Robert McNamara Dead at Age 93

wkmac

Well-Known Member
Much could be said here both pro and con of McNamara but in his mid 80's he sat down and provided 11 lessons from his perspective and maybe instead of going all over the place with this man, maybe his own words might serve us better to understand own world today.

I do think it a bit comical that much of what was said and spoken about Rumsfeld was first spoken of McNamara and I guess they both share with what has become an unpopular military venture and being the architects there of.

With that and in rememberance of Sec. McNamara, I give you
 

soberups

Pees in the brown Koolaid
I always thought McNamara missed his true calling.

Basically he sat there in the Pentagon and tried to micromanage the Vietnam war from 6000 miles away. He ignored advice and requests from the men in the field who were there and actually involved in the fighting, preferring instead to base his decisions upon wishful thinking, unrealistic and ridiculous expectations, and the latest in computerized data management.

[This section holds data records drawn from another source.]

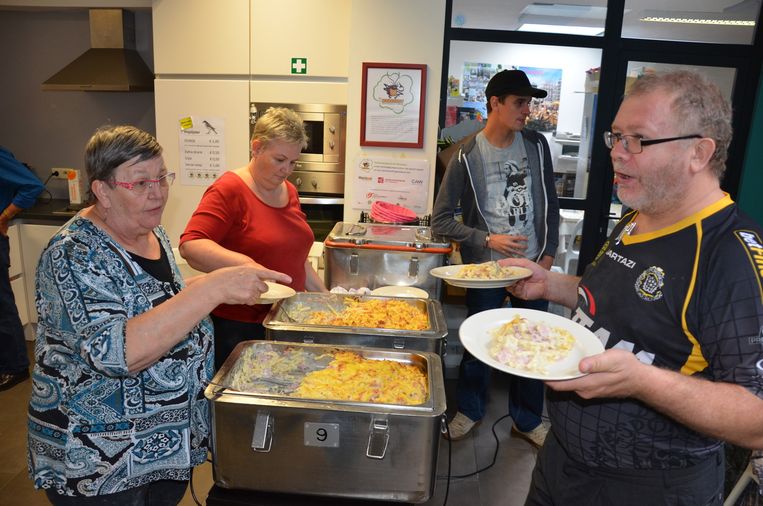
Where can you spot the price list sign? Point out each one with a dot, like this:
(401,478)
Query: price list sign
(202,150)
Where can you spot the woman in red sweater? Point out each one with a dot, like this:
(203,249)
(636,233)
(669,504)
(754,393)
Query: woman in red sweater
(252,215)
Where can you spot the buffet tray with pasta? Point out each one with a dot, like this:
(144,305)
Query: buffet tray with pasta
(367,321)
(300,418)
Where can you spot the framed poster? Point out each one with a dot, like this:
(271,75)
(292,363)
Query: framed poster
(392,107)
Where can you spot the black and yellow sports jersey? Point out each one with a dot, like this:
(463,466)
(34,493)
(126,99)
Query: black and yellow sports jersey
(687,298)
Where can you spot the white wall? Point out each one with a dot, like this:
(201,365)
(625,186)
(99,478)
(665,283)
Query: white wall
(394,31)
(573,61)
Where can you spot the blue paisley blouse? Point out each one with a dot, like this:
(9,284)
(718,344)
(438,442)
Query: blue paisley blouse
(95,428)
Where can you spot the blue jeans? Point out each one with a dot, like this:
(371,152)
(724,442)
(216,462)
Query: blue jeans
(525,395)
(13,357)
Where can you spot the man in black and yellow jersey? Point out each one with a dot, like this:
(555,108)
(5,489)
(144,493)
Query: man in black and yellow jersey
(676,297)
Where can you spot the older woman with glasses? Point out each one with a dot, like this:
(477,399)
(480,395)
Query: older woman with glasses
(124,348)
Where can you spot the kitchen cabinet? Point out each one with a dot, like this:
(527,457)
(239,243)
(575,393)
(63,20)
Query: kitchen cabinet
(227,100)
(565,166)
(202,38)
(34,239)
(317,31)
(16,273)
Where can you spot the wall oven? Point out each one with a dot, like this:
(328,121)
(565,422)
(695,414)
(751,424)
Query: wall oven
(319,172)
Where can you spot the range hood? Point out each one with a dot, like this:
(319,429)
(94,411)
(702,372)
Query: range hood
(111,63)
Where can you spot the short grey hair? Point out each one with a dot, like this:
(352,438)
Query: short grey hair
(698,106)
(280,123)
(111,146)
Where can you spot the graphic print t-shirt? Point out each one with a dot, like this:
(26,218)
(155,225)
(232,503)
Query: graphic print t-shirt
(509,191)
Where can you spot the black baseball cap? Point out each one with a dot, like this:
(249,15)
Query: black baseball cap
(512,82)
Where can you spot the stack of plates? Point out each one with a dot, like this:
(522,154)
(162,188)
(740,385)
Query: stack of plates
(385,212)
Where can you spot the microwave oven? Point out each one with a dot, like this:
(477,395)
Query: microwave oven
(326,126)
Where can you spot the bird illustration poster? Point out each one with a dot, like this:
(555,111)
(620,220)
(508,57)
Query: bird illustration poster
(202,149)
(392,110)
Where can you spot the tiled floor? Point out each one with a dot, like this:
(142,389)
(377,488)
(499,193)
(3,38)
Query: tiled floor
(504,484)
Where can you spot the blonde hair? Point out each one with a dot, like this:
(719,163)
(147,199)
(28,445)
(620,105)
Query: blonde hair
(698,106)
(280,123)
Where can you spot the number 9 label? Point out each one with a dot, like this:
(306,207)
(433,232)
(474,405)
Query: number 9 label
(322,434)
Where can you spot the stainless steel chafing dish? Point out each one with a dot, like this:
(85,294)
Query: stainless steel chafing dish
(284,323)
(277,443)
(373,255)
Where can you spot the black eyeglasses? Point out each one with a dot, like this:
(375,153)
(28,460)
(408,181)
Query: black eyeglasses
(634,144)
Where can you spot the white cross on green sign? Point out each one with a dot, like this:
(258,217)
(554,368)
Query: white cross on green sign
(299,65)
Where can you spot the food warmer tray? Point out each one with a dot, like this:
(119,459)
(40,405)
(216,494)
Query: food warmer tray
(283,323)
(277,443)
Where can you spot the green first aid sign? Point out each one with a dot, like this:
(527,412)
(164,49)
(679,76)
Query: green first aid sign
(299,65)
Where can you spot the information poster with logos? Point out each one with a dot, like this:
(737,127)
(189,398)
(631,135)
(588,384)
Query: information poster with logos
(401,181)
(202,150)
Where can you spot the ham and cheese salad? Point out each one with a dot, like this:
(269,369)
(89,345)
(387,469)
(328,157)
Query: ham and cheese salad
(527,345)
(487,270)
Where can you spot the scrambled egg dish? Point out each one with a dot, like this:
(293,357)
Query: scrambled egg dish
(527,345)
(340,376)
(487,270)
(350,377)
(374,313)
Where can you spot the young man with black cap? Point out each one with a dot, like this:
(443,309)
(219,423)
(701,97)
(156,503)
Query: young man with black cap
(504,181)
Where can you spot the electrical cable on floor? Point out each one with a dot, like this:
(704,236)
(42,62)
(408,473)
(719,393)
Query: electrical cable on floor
(447,483)
(495,453)
(193,492)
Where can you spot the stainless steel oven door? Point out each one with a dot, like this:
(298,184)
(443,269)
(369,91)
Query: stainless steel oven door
(323,212)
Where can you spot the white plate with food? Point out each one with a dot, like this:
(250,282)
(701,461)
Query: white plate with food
(529,343)
(275,293)
(484,275)
(401,291)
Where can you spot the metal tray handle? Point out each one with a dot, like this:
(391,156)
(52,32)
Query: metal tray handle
(262,437)
(378,438)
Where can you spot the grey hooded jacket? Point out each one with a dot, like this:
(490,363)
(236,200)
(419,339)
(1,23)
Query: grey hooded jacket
(464,181)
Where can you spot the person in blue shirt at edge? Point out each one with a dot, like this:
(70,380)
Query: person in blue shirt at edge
(503,179)
(675,295)
(19,188)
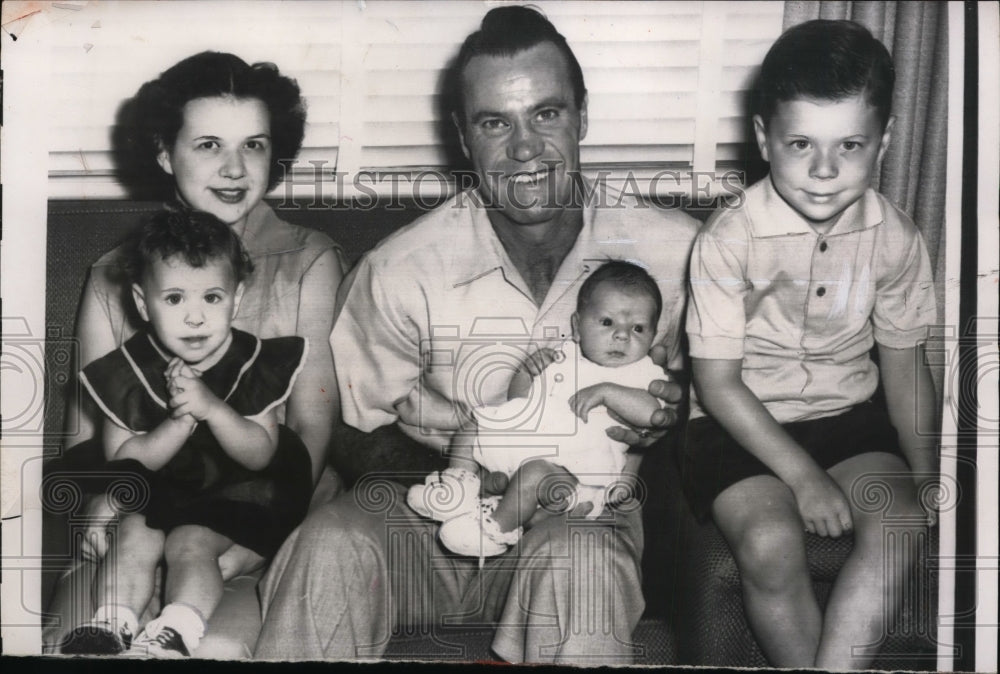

He was truly a man ahead of his time and he would have fit perfectly in to the corporate culture of UPS.
 

UPS Lifer

Well-Known Member
I always thought McNamara missed his true calling.

Basically he sat there in the Pentagon and tried to micromanage the Vietnam war from 6000 miles away. He ignored advice and requests from the men in the field who were there and actually involved in the fighting, preferring instead to base his decisions upon wishful thinking, unrealistic and ridiculous expectations, and the latest in computerized data management.

He was truly a man ahead of his time and he would have fit perfectly in to the corporate culture of UPS.

I have to agree with you on his micromanagement of the war. By his own omission he knew his strategy was flawed but pushed on. This says a lot about his character and IMO not in a good way. I do not think that he was able to shore up his legacy. But I will say that I am sure he felt (at the time) he was doing the right thing for our country. May he rest in peace.
 

wkmac

Well-Known Member
More of the McNamara Legacy

The official sketch of McNamara’s presidency noted that “his reliance upon government intervention sometimes meant turning a blind eye to coercive practices ... and could lead the Bank to ignore the inefficiency and economic cost of government policies.”
McNamara’s favorite foreign leader was Julius Nyerere, ruler of Tanzania, which received more bank aid per capita than any other country in that decade. In the early 1970s, with World Bank aid and advice, Nyerere sent the Tanzanian army to drive the peasants off their land, burn their huts, load them onto trucks, and take them where the government thought they should live. The peasants were then ordered to build new homes “in neat rows staked out for them by government officials.”
Nyerere wanted to curb his countrymen’s individualist and capitalist tendencies and make them easier to control. He even outlawed people’s sleeping in their gardens at night, which meant that monkeys were free to help themselves to their crops. In many cases, the new government villages were far from the farmers’ own lands, and so they simply gave up tilling the land, with the result that hunger in Tanzania soared.

Intervention followed by the infamous "unintended" consequences?